In this paper, (section 2, page 2)$\mathcal{l}_1$ norm is replaced with reweighted $\mathcal{l}_2$ in an optimization problem. I don't understand how $\lVert x\rVert_1$ is replaced with $x^TWx$ and ow the solution has changed to its weighted version.
$$\min_x \lVert x\rVert_1 \quad \text{subject to} \quad Ax=b $$ $$\Downarrow$$ $$x^TWx \quad \text{subject to} \quad Ax=b$$ $$\Downarrow$$ $$x^{k+1}=(W^k)^{-1}A^T(A(W^k)^{-1}A^T)^{-1}b$$
It appears that they are taking $W$ to be a diagonal matrix with diagonal entries $W_{ii} = |x_i|^{-1}$ (more precisely, they're taking a sequential approach where the matrix $W$ in the $k$'th iteration has diagonal entries $|x^{k-1}_i|^{-1}$, where $x^{k-1}$ is the result of the $k-1$'th iteration). Assuming everything converges nicely to a solution with all nonzero entries, this should work nicely. I'm not sure what would happen if the optimal solution has some entries of $0$.

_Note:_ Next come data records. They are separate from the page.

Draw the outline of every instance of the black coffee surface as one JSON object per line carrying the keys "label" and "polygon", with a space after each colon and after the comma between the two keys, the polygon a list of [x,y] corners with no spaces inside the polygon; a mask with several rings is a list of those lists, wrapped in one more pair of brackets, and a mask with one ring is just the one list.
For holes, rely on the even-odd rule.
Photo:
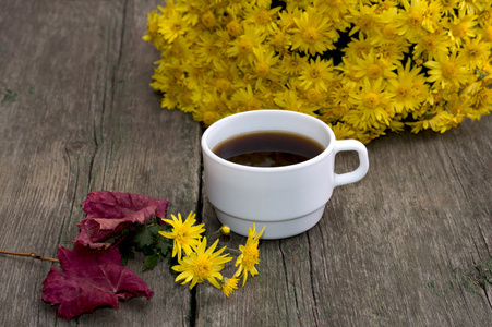
{"label": "black coffee surface", "polygon": [[265,131],[238,135],[218,144],[213,152],[231,162],[253,167],[281,167],[314,158],[324,150],[307,136]]}

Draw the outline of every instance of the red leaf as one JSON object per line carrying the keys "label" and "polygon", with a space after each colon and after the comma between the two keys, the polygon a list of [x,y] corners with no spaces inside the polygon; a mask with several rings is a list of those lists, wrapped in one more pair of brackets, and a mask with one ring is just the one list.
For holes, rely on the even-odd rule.
{"label": "red leaf", "polygon": [[43,300],[60,304],[58,316],[71,319],[98,306],[118,307],[118,300],[154,295],[132,270],[120,265],[117,249],[91,250],[75,243],[73,250],[58,247],[62,271],[51,267],[43,282]]}
{"label": "red leaf", "polygon": [[166,218],[168,202],[132,193],[93,191],[82,204],[87,217],[77,226],[81,229],[75,242],[91,247],[107,247],[103,243],[133,222],[145,218]]}

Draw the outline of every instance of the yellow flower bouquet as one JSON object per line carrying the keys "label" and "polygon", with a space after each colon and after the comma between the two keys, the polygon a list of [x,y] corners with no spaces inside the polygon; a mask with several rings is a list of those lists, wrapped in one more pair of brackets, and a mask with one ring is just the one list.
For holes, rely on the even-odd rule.
{"label": "yellow flower bouquet", "polygon": [[492,0],[175,0],[148,14],[161,107],[304,112],[337,138],[491,111]]}

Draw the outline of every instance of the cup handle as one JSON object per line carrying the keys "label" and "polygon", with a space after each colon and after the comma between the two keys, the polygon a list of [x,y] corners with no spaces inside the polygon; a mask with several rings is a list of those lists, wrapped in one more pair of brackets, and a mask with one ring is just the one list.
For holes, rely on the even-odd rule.
{"label": "cup handle", "polygon": [[335,141],[334,148],[335,155],[339,152],[350,152],[350,150],[357,152],[359,154],[359,167],[350,172],[335,173],[334,187],[360,181],[368,172],[369,169],[368,149],[361,142],[356,140]]}

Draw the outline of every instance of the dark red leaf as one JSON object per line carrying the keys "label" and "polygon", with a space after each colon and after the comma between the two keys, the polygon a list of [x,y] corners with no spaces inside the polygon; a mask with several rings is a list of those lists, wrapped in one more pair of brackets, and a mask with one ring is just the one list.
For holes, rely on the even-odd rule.
{"label": "dark red leaf", "polygon": [[118,300],[145,296],[154,292],[132,270],[120,265],[117,249],[92,250],[75,243],[73,250],[58,247],[62,271],[51,267],[43,282],[43,300],[60,304],[58,315],[71,319],[98,306],[118,307]]}
{"label": "dark red leaf", "polygon": [[146,218],[166,218],[168,202],[132,193],[93,191],[82,204],[87,217],[77,226],[81,229],[75,242],[91,247],[107,247],[104,241],[133,222]]}

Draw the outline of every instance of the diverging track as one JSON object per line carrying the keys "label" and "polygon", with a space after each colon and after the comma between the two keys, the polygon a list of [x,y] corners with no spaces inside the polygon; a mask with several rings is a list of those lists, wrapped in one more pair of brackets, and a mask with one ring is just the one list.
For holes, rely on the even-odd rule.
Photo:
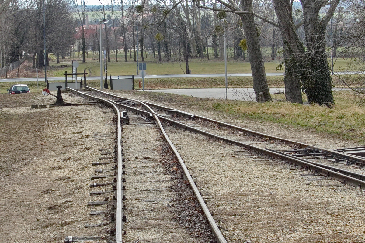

EDIT: Going from the step 2 to step 3 is just the standard "normal equations" formula for solving a weighted linear least-squares problem in the case where $A$ has full row rank. Let's try a toy example: $$A = \pmatrix{1 & 8 & 12},\ b = 4 $$ for which it's not hard to see the optimal solution of the $\ell_1$ problem is $$ x = \pmatrix{0\cr 0\cr 1/3\cr}$$ Start with $W = I$. The optimal solution to the least-squares problem
maximize $x^T W x$ subject to $Ax = b$
is
$$x = W^{-1} A^T (AW^{-1} A^T)^{-1} b = \pmatrix{4/209\cr 32/209\cr 48/209} \approx \pmatrix{0.01913875598\cr 0.1531100478\cr 0.2296650718}$$
Now we take $W$ to be the diagonal matrix with diagonal entries $209/4, 209/32, 209/48$, and get
$$ x = W^{-1} A^T (AW^{-1} A^T)^{-1} b =\pmatrix{4/2241 \cr 256/2241 \cr 64/249}\approx \pmatrix{0.001784917448 \cr 0.1142347166\cr 0.2570281124\cr}$$
The next few iterations are approximately
$$ \pmatrix{0.0001610759876\cr 0.08247090565\cr 0.2783393066},\ \pmatrix{0.00001420449501\cr 0.05818161157\cr 0.2945444086},\ \pmatrix{0.000001231478183\cr 0.04035307711\cr 0.3064311793}$$
and it does look plausible that this is converging to the optimal solution of the $\ell_1$ problem.